Diarios, Rafael Chirbes, p. 92
Esos perritos de París, tan
urbanos, perritos de exputa, hijos de perritas de puta. A la gente de campo, a
los rústicos, nos excita la fantasía esos perros: lo que los animalitos han
visto, las chocolatinas que han mordido, el champán que han lameteado, las
sábanas sobre las que se han tendido. Incluso imaginamos las ceremonias en las
que han participado, de buena o de mala gana; imaginamos en ellos un
refinamiento canalla, que atrae y repugna al tiempo. Otro trabajo para
Bachelard: Psicoanálisis del perro de puta. Guzmán de Alfarache, proxeneta de
su propia esposa, nos habla de la falderilla que siempre llevaba consigo la
mujer y dice que «es cosa muy esencial y propria en una dama uno destos
perritos y así podrían pasar sin ellos como un médico sin guantes y sortija, un
boticario sin ajedrez, un barbero sin guitarra y un molinero sin rabelico»

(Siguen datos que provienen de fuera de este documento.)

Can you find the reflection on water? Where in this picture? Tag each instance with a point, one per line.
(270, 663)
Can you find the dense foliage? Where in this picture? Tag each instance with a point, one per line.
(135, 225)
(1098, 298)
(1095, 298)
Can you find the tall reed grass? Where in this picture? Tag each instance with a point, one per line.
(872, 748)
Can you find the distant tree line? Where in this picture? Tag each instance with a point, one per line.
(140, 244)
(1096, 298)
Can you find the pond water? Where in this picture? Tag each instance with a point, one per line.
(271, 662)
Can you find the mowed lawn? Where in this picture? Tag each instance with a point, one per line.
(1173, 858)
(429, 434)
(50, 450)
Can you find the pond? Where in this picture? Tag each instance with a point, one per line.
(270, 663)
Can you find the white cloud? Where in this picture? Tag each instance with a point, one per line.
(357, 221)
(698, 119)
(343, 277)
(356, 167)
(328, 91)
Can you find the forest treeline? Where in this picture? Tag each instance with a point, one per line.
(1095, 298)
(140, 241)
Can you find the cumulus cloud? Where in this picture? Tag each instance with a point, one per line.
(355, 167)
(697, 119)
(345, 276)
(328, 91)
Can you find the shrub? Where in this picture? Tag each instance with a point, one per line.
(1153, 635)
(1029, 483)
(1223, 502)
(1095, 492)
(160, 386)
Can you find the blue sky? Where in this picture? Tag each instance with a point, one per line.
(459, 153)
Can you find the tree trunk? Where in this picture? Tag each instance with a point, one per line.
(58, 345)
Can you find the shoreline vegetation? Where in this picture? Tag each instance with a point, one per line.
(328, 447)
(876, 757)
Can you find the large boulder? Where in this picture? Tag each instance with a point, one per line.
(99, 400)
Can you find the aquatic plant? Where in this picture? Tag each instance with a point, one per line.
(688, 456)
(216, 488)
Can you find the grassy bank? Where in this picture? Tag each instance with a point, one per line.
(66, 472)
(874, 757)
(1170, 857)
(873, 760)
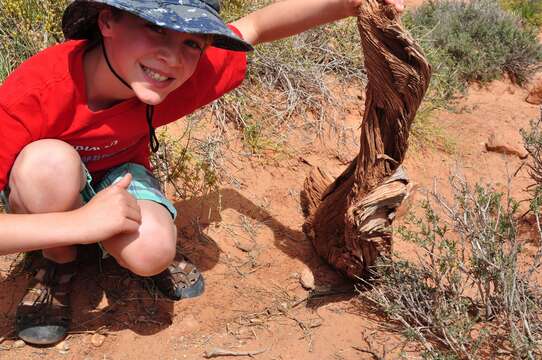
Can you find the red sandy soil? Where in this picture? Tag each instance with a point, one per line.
(248, 242)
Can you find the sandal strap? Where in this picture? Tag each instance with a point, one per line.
(181, 279)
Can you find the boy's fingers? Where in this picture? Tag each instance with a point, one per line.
(125, 181)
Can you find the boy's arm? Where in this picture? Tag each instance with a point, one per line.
(111, 212)
(289, 17)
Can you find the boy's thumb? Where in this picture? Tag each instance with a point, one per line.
(125, 181)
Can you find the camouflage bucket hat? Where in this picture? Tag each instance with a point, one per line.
(190, 16)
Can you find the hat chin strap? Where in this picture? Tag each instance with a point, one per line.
(155, 145)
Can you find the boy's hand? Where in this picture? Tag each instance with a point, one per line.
(289, 17)
(111, 212)
(355, 4)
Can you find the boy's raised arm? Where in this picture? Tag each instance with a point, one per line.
(290, 17)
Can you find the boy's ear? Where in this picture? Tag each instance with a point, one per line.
(105, 22)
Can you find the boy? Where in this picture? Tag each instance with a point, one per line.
(77, 121)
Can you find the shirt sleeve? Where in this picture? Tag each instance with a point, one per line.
(14, 135)
(219, 71)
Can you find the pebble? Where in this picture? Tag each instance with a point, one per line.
(97, 339)
(307, 279)
(62, 347)
(18, 344)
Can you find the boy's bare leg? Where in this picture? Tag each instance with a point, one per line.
(152, 248)
(151, 252)
(47, 176)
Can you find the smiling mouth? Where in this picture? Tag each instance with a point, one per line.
(154, 75)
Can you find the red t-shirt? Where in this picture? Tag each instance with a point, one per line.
(45, 98)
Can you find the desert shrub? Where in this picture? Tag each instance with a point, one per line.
(476, 41)
(27, 26)
(188, 166)
(529, 10)
(466, 297)
(293, 76)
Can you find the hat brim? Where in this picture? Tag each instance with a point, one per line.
(80, 20)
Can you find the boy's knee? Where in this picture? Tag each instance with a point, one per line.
(152, 255)
(45, 161)
(46, 170)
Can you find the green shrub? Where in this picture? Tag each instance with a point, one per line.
(529, 10)
(474, 41)
(27, 26)
(467, 296)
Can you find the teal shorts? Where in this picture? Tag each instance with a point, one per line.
(144, 186)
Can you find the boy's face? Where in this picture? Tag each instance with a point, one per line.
(153, 60)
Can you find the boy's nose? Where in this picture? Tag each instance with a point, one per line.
(171, 55)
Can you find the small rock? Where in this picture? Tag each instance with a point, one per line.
(244, 246)
(97, 339)
(499, 146)
(307, 279)
(62, 347)
(18, 344)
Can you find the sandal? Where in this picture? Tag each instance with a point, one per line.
(181, 280)
(43, 315)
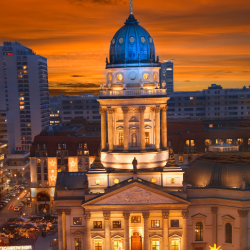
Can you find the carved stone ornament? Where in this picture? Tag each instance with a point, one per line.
(59, 211)
(165, 215)
(145, 215)
(106, 216)
(67, 211)
(87, 216)
(126, 216)
(214, 210)
(243, 213)
(185, 214)
(136, 195)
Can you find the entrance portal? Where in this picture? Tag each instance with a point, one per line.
(136, 243)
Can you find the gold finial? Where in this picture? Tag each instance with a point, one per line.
(131, 6)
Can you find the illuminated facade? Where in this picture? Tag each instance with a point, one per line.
(135, 196)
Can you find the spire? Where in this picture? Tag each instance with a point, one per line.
(131, 6)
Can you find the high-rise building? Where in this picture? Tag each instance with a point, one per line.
(24, 96)
(167, 75)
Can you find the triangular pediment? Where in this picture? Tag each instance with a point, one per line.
(136, 194)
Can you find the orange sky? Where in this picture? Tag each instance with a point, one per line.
(209, 39)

(pág. 686). En la cárcel de Carabanchel, los presos los llamaban perros
piloneros: se suponía que las putas, las solteronas y las viudas (y hasta no pocas
casadas) se dejaban lamer por ellos, se los bajaban al pilón y preferían sus
manipulaciones a las del amante o el marido. Sus dueñas los mantienen, los
peinan, los perfuman, los visten: como si fueran sus «maquereaux. Muchas se
envician n los perritos y los prefieren a los hombres», les oía yo decir los
presos de Carabanchel en algunas de las conversaciones arras que mantenían.
Aseguraban que sus lenguas son más suaves, y, sobre todo, revelan mayor
constancia en la tarea, y desde luego más docilidad que la de amantes y
maridos.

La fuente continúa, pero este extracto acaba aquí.